The takeaway is in the study’s title: “The Bear Circadian Clock Doesn’t ‘Sleep’ During Winter Dormancy.” In other words, Leise and her fellow researchers found that these daily biological processes do not grind to a halt, as was once assumed.
How did they determine this? By equipping the captive bears with monitors (think: big Fitbits) that measured their patterns of movement, and also by logging the bears’ body temperatures and responses to light exposure. Plus, they examined cell cultures taken from the captive bears.
This data gathered in captivity is, for humans, captivating in its implications: For the past hundred years, we have lived in an unprecedented era of light disruption of our own circadian clocks, which are tied to the light/dark cycle. The early 20th century brought us the electric grid. In the early 21st, there’s also the ever-present light of computer, tablet and smartphone screens.
And scientists speculate that this light disruption of the natural world—plus modern circadian-altering phenomena like jet lag and shift work—may be tied to rising rates of obesity, diabetes, depression and bipolar disorder.

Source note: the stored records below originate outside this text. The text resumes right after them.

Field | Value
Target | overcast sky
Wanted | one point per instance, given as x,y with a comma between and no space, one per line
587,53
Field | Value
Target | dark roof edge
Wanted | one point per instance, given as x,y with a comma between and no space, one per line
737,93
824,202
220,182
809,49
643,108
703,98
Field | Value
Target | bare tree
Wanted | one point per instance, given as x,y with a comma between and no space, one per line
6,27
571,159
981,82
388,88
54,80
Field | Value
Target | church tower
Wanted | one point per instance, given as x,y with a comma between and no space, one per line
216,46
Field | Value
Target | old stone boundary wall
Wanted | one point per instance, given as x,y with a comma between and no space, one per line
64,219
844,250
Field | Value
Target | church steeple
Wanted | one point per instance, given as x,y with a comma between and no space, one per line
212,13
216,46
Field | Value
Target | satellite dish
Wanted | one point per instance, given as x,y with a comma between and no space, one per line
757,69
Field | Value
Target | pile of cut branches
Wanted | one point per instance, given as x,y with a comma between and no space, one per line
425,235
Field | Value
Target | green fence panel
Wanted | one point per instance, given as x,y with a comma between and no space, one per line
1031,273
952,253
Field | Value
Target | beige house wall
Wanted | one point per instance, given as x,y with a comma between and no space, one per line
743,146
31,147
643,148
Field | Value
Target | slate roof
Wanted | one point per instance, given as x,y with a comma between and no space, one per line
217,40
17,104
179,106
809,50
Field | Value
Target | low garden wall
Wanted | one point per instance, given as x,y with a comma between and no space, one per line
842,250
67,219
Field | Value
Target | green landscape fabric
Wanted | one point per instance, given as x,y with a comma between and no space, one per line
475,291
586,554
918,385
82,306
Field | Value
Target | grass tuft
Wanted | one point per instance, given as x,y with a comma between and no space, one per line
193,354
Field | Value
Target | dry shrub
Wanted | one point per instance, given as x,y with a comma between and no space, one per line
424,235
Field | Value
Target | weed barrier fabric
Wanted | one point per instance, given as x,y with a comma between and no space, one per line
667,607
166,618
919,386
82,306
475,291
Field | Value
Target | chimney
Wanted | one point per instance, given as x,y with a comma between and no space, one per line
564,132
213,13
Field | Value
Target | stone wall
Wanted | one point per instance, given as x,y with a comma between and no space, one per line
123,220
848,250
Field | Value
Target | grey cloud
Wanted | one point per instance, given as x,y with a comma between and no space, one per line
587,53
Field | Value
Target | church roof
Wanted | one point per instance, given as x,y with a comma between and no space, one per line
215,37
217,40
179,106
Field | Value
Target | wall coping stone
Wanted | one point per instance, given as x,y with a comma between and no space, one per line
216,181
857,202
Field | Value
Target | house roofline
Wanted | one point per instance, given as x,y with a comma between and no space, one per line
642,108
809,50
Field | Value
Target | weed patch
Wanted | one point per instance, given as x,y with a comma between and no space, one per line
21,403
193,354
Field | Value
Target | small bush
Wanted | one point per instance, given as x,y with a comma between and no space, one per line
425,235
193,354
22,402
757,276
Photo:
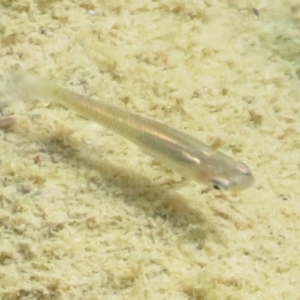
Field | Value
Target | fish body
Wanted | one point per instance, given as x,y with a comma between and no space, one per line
177,150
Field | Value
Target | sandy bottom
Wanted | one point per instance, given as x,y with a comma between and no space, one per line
85,215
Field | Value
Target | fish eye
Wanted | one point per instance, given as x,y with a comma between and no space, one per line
220,184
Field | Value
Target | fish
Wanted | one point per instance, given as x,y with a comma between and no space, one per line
177,150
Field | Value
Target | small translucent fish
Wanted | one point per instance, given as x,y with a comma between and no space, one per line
177,150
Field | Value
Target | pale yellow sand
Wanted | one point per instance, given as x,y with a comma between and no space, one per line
85,215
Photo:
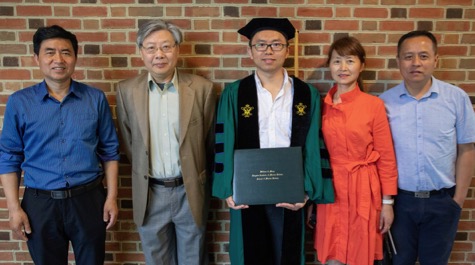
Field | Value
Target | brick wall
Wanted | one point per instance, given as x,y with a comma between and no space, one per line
106,30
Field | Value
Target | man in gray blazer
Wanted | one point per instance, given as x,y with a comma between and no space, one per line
166,120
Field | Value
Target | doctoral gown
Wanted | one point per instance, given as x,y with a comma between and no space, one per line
318,188
358,138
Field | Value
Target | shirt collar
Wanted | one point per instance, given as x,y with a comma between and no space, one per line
260,88
345,97
434,88
43,90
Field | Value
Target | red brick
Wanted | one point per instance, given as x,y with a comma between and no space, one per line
458,3
118,23
12,23
461,26
398,2
340,25
259,12
119,74
61,11
119,49
197,62
14,74
343,2
397,25
94,61
371,12
202,36
69,24
90,11
202,11
36,10
432,13
315,13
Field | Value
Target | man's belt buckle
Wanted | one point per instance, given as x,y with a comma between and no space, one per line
422,194
171,183
61,194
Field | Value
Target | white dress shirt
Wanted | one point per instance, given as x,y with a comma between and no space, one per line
275,116
164,129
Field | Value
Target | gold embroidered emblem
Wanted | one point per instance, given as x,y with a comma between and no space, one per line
301,109
247,111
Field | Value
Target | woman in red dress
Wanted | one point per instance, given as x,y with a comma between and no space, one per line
358,138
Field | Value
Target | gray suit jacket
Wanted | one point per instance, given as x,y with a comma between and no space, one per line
197,110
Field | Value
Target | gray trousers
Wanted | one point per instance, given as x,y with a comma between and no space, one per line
169,235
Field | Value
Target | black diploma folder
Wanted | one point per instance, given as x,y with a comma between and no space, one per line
268,176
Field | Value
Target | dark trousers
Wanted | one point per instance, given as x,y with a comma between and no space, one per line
424,228
272,235
55,222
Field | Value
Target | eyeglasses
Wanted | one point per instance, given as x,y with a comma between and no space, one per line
276,46
153,49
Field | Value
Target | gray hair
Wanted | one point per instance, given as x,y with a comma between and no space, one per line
156,25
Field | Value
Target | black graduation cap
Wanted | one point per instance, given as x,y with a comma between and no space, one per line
281,25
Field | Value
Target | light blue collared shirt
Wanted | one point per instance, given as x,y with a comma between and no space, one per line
58,144
426,133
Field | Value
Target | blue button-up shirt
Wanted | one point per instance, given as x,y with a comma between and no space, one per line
57,144
426,133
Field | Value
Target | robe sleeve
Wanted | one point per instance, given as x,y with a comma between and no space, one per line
318,179
225,140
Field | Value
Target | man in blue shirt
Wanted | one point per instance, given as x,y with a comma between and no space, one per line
433,127
61,135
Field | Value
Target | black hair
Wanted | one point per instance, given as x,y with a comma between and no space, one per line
53,32
417,33
348,46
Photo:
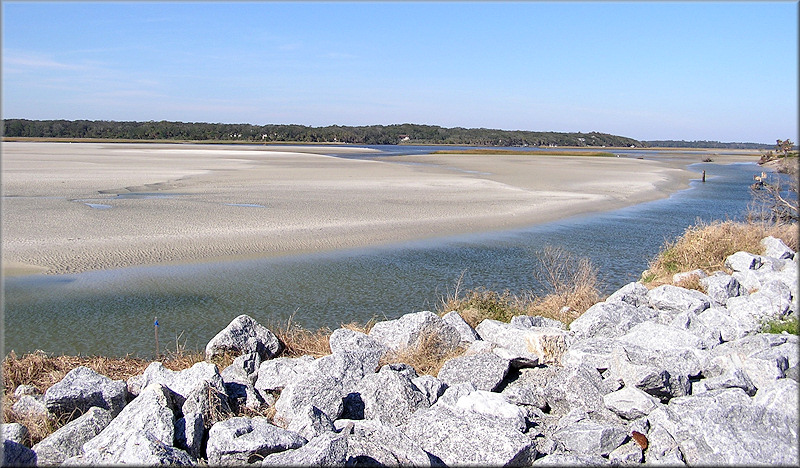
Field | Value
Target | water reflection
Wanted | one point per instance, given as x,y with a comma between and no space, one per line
111,312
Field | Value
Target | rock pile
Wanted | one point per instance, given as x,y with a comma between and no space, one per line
665,376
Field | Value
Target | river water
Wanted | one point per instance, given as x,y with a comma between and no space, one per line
111,312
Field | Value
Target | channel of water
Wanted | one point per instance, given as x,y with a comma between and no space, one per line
111,312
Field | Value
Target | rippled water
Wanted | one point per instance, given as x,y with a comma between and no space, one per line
111,312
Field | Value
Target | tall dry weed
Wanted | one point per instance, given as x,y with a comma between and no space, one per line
705,246
427,356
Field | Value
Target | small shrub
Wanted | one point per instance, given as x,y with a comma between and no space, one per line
426,357
707,245
789,325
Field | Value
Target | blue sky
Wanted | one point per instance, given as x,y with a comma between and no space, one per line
724,71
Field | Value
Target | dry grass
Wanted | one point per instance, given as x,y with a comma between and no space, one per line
571,283
707,245
426,357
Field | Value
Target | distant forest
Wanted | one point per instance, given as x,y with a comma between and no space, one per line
363,135
704,144
366,135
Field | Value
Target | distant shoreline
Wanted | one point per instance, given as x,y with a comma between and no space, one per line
173,203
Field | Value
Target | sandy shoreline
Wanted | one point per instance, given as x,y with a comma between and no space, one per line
90,206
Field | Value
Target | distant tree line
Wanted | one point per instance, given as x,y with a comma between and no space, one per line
704,144
364,135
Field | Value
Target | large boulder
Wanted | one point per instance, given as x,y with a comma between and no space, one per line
630,403
775,248
328,449
485,371
16,454
721,286
244,335
493,405
465,331
241,440
612,318
68,440
182,382
387,396
239,380
459,438
411,330
317,389
83,388
275,374
670,300
14,432
575,387
142,433
372,443
743,261
346,340
538,344
724,427
590,437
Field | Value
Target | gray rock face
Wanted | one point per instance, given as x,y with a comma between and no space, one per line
720,287
671,300
183,382
430,386
457,440
530,321
485,371
590,437
373,443
743,261
244,335
725,427
346,340
142,433
775,248
611,318
634,293
467,334
275,374
16,454
241,440
311,422
83,388
31,406
239,380
317,389
389,397
68,441
329,449
493,405
630,403
14,432
410,329
574,387
518,340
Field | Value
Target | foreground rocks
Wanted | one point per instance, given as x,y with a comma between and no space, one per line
661,376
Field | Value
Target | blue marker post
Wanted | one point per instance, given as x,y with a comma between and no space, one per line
156,326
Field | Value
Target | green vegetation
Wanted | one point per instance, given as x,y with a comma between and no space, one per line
703,144
603,154
707,245
789,325
364,135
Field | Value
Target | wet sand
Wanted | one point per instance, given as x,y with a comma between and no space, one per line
89,206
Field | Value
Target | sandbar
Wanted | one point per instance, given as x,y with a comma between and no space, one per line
74,207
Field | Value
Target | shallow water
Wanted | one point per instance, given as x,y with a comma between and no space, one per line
111,312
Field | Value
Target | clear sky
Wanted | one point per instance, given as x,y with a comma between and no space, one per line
724,71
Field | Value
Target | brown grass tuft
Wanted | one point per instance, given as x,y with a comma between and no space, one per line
707,245
426,357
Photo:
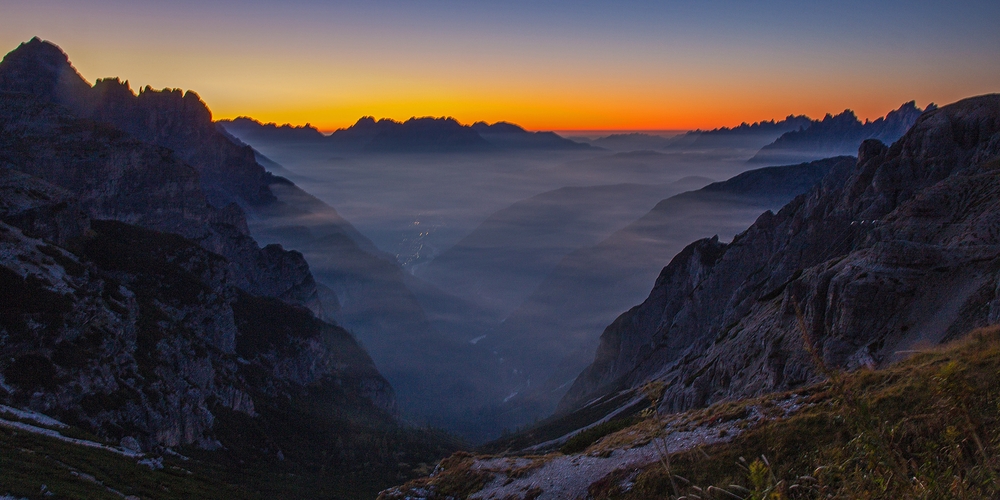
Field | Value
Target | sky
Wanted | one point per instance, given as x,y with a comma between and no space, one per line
546,65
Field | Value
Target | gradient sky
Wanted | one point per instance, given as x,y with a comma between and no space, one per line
543,64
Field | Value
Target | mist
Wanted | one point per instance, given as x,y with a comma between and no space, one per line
485,279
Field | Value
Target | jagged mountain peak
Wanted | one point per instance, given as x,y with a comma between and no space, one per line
890,252
41,68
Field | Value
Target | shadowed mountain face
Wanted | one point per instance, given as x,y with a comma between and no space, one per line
838,135
550,337
179,169
137,310
895,251
752,136
416,135
502,261
178,121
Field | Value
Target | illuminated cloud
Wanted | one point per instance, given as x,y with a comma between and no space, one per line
546,65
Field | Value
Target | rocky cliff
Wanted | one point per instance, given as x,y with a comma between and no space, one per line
135,333
896,251
154,160
552,335
837,135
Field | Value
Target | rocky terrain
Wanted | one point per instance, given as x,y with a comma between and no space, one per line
138,309
870,434
416,135
551,336
893,252
837,135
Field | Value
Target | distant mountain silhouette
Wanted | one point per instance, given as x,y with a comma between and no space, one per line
837,135
746,135
509,136
250,130
416,135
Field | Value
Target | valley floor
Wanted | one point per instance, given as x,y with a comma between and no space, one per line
923,428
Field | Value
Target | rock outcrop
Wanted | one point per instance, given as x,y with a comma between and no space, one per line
129,332
416,135
838,135
552,335
896,251
154,160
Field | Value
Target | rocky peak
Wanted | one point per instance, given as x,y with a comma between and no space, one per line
895,251
42,69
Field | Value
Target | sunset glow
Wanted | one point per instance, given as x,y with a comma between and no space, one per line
548,65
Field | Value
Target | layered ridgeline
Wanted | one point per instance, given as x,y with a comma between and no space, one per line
416,135
138,308
894,252
744,136
552,335
352,283
838,135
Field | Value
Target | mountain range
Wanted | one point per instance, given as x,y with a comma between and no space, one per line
139,308
416,135
838,134
890,253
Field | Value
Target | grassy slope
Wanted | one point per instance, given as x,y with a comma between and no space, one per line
924,428
928,427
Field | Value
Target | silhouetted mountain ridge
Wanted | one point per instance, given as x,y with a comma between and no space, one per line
839,134
415,135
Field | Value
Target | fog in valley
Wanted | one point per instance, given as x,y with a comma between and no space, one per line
480,282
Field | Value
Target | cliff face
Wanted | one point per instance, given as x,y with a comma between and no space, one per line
837,135
898,251
136,333
563,317
153,160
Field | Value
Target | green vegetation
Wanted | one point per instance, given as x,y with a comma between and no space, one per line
584,439
68,471
924,428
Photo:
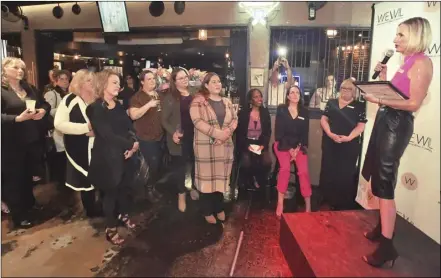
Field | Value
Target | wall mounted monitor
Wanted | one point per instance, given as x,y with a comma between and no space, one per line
113,16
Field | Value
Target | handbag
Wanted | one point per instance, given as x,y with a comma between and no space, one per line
141,169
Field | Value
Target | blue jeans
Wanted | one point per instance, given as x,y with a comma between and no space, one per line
152,152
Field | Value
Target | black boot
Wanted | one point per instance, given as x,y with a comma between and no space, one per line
384,254
156,193
375,234
150,195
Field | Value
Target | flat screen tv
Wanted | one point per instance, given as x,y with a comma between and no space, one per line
113,16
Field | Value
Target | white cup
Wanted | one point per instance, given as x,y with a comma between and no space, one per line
30,104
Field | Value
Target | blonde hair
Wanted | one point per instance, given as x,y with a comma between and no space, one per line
11,61
349,82
102,79
420,34
79,79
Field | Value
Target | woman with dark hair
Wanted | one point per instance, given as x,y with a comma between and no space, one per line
292,128
111,169
214,120
393,129
343,122
177,123
19,139
146,114
252,137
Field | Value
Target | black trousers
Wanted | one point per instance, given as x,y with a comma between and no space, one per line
117,200
211,203
152,152
17,185
183,167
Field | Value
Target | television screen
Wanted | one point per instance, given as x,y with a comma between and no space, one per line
113,16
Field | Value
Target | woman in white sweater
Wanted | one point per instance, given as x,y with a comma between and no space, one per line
71,120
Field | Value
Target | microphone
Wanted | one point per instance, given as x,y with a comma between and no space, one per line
386,58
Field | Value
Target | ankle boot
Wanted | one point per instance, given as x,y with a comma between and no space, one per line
375,234
150,195
384,254
156,193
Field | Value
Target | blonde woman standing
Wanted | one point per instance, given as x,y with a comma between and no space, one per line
73,126
215,120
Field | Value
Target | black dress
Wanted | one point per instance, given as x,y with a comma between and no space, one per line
20,151
114,134
338,176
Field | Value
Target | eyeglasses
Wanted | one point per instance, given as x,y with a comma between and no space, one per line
182,78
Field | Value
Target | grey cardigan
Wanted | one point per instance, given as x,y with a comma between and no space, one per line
171,117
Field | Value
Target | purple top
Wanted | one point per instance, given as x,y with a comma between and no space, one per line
400,79
254,129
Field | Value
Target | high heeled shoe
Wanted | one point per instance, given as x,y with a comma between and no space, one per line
113,237
127,222
375,234
385,254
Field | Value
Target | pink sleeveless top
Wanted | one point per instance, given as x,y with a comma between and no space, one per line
400,79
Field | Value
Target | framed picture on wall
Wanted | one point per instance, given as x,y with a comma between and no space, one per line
57,65
257,77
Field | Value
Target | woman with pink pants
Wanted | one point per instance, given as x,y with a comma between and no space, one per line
292,127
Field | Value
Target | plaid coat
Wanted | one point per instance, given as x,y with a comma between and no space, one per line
212,163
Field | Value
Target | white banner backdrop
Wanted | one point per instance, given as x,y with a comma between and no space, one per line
417,193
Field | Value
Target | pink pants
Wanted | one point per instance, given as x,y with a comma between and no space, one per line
301,162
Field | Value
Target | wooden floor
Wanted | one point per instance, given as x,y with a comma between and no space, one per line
332,244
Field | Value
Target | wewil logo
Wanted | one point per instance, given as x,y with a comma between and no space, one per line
434,50
389,16
421,141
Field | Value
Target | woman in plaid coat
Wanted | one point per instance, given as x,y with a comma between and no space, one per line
215,121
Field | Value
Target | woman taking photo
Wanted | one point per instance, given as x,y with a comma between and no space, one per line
177,123
145,111
343,121
77,135
292,128
110,168
393,129
215,120
254,128
20,138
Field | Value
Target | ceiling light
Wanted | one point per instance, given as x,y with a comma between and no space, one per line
57,12
203,35
76,9
331,33
156,8
179,7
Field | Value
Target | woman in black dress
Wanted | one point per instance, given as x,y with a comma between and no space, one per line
19,139
110,169
343,121
254,128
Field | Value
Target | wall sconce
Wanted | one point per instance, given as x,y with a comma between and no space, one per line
331,33
202,35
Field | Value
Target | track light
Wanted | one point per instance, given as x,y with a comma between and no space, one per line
156,8
58,12
179,7
76,9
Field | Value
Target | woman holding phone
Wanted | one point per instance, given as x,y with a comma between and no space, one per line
393,129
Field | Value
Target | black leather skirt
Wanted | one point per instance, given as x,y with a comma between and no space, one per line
390,136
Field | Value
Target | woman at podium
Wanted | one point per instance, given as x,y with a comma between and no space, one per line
393,130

Indeed, circadian rhythms help regulate patterns of daily biological processes, such as hormone production and cell regeneration. Millions of little circadian clocks, on the molecular level, take their cue from a master clock in the brain—namely, the suprachiasmatic nucleus (SCN)—which tries to pinpoint when dawn and dusk are happening, and sends that information to the rest of the body.
Leise was the only mathematician on the WSU bear project; other contributors came from neuroscience, biology, zoology, ecology and other disciplines. Why add a mathematician to a scientific study? “The data is getting complex enough that it’s hard to interpret at face value,” she explains.
Leise crunched the numbers using “robust wavelet transforms,” a mathematical technique that detects frequencies in time series. In a recording of a piece of music, for example, wavelet transforms would detect the sequence of notes being played. With the bears, it was all about gauging the frequency of movement over the course of a day, and how this related to light exposure. Leise also created and analyzed mathematical models that use probability distributions and statistical inferences across a spectrum of data.